Are PBeM (Play-by-email) games actually roleplaying? Why or why not? How does PBeM differ from or approximate roleplaying face-to-face, or other activities that you feel it is similar to?
I’m going to say no, using criteria that some folks wouldn’t or don’t.
1. To me, a roleplaying event of any kind is characterized by a social gathering — I’m not going to be entirely meat-exclusive and say that it requires everyone be in the same room, but it is a social situation for the players (anecdotes and laughter that have nothing to do with the game itself… that’s my style of play I guess — PBeM’s aren’t social for the players as a general rule — they are for the characters, but not players.
2. A roleplaying event involves a level of immediacy — in responses, in formulating reaction, et cetera. Talk to me about IRC, chat, or MU* environments meant to roleplay and I’m on board with the idea that you can have a roleplaying game going on in that environment, simply because of the immediacy of it… PBeMs are a kissing cousin to that; collaborative writing experiments.

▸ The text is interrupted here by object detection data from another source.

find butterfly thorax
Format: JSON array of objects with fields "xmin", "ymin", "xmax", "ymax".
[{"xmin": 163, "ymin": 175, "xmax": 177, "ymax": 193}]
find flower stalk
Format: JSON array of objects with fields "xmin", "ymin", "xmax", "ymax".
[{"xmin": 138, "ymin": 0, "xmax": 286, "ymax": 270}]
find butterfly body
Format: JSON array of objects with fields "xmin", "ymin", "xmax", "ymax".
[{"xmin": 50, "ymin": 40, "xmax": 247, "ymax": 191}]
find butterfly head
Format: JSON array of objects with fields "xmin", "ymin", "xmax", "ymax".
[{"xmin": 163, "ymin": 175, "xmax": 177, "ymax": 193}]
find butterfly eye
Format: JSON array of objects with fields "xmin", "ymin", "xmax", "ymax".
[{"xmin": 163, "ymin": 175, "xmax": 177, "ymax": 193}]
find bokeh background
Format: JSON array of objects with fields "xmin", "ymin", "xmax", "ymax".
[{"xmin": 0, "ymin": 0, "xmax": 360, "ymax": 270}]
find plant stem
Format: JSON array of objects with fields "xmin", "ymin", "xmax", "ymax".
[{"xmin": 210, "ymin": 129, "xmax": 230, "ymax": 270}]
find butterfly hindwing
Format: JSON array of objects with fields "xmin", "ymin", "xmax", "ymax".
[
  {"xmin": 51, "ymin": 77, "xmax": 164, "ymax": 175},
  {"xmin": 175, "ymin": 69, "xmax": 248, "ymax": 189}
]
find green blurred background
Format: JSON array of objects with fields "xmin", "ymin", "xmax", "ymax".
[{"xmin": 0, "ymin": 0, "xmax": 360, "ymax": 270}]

Some folks might argue against that assertion (that PBeM is more of a collaborative story-writing exercise than roleplay), saying that writing is much more structured than PBeM, but for all that you might be firing emails off to people quickly, nothing in an PBeM compares to the instantaneous online interaction of a chat room or IRC or what-have-you, and forget about face-to-face — regardless of the speed of emailed replies, actions is more considered, prepared, structured, and planned with PBeM… yes, to the point where, IMO, what you’re doing is writing the story of what your character is doing in character than being in character.
Caveat That doesn’t make it less of a good experience — it just makes it different. (Not the kind of different I enjoy, but that’s a whole ‘nother thing.)